Comment by JSeiko

15 hours ago

Hi! I'm one of the programmers at Gutenberg. We've been improving the site a lot over the past few months (and more is coming!). If you haven't visited the page recently, it's worth checking out again: https://www.gutenberg.org/

60 comments

JSeiko

svat 11 hours ago

Have you considered having a detailed version history for each book (etext)? The process of submitting fixes to typos etc in books involves sending an email (https://www.gutenberg.org/help/errata.html) and although the last time I did this (2011) the fixes did get applied reasonably quickly (couple of days), it all felt a bit opaque. The version history could also include the project (usually PGDP correct?) the etext originated from; that way one would be able to compare against the actual page scans.

I have very mixed feelings about Standard Ebooks and would much prefer being able to use Project Gutenberg directly, but one good thing Standard Ebooks does is that every book has an associated git repository (on GitHub), so it's (in principle) possible to see a history of fixes to the text over time.

gluejar 10 hours ago

We're using git repos internally to keep history for each book.

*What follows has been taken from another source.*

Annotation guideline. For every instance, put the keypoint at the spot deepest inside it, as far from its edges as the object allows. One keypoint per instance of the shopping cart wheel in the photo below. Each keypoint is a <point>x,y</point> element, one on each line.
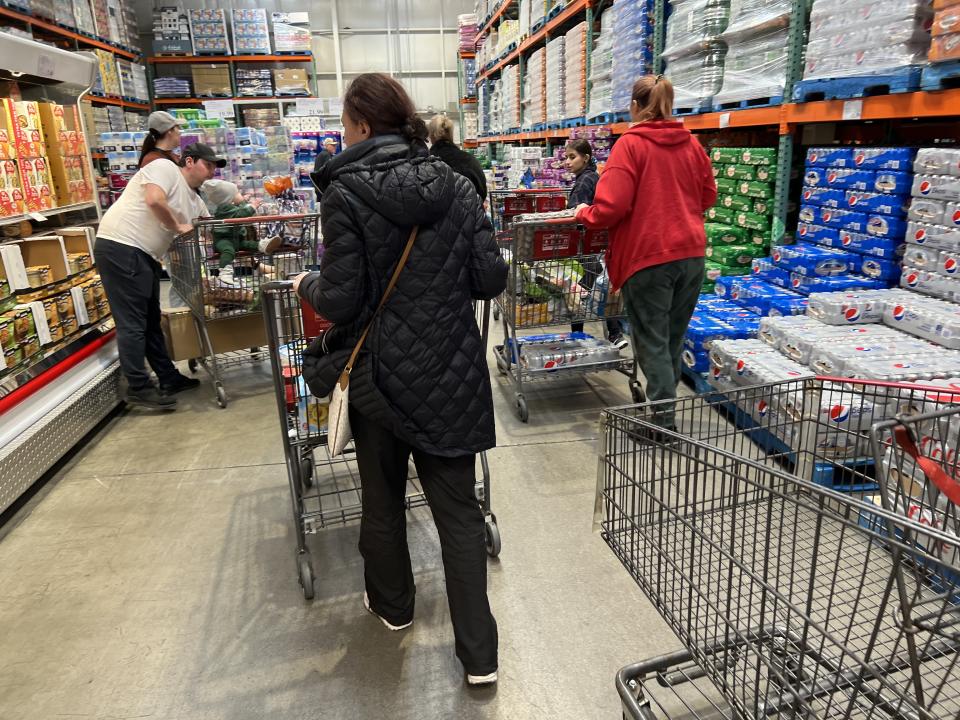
<point>491,534</point>
<point>522,411</point>
<point>306,575</point>
<point>306,473</point>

They existed on github for a while, but our implementation was awkward, and too big of project for the volunteer dev team. But it's likely that we'll evolve towards that.
marcprux 7 hours ago

> I have very mixed feelings about Standard Ebooks[…]
Why?
JSeiko 10 hours ago

I believe our new-ish CEO Eric Hellman actually did some work on something very similar
JSeiko 11 hours ago

That's an interesting idea. not a small feat to accomplish though ...

jefurii 13 hours ago

When I thought about Project Gutenberg I remembered that original brutalist non-design. The current site has been very tastefully updated but looks like it's still very accessible if you turn styles off. Great job!

JSeiko 13 hours ago
sadly HN doesn't have a "heart" emoji I could use :D
- ricardonunez 7 hours ago
  
  I like the design but liked the previous design as well, it was unique and Craigslistish, you knew what website you were visiting just by looking at it.
- Wistar 13 hours ago
  
  ♡
- ok_dad 10 hours ago
  
  <3
  Less than three is a classic!

lucb1e 11 hours ago

Huh that's interesting: 4.5 seconds for the TCP handshake and an additional 9.2 seconds for the TLS handshake. Is this some kind of captcha, since most bots would disconnect before that, so if you complete it once then it knows you're good? (Until the bots catch on of course, but so long as it works it's relatively unintrusive and not discriminatory against uncommon client software (that is, non-Chrome/ium).) The rest of the requests were lightning fast

Edit: welcome to your first comment after 9 years on HN btw, nice to have you here!

codys 11 hours ago

I think their site is just slow, potentially because more people than they are used to are trying to view it.
I was unable to load it initially (got an error from firefox) and had to re-attempt. Still slow if one forces a reload (shift-r, etc, to not use local cache).
JSeiko 11 hours ago
we are having occasional lows in page speed performance due to LARGE amounts of bot traffic. full disclosure - we've not really been able to resolve this fully/well. Let us know if you have a good idea for how to deal with it
- dimava 7 hours ago
  
  If it's purely bot traffic, then Anubis could help
  You could have seen it on some websites already
  https://anubis.techaro.lol/
  
  1 reply →
- gropo 10 hours ago
  
  Do you host a torrent?
  I have about 50k of the books, I would have used a torrent of just the txt files if it was prominent.
- lucb1e 11 hours ago
  
  I'm only a small-scale sysadmin but the way that I understand the internet is that you send abuse notifications to the IP address block owner and, if it doesn't get resolved, you block. The whois/rdap database reveals which IPs all belong to the same hosting provider or ISP, so you can summarize that all to one list of IP addrs + timestamps per some time period
  The ISP actually knows which subscriber is on that line, can send them notices, block them, terminate them... loads of things that you simply cannot do because you have no relation to this person. And frankly I wouldn't want to need to have a personal relation with every website that I visit; my ISP can reach me if there is anything relevant to continued use of the internet. From personal experience, when I was a teenager, the ISP cutting our household off after an abuse report was an effective way of stopping what I was doing
  
  3 replies →
- TurdF3rguson 11 hours ago
  
  CF cache?

0x0203 9 hours ago

As long as you're taking suggestions, since many of the books are quite old, adding a publication date or date range to the search functionality might be nice. I personally would find it very useful since I have a tendency to look for things that are older than year _x_ when researching various things.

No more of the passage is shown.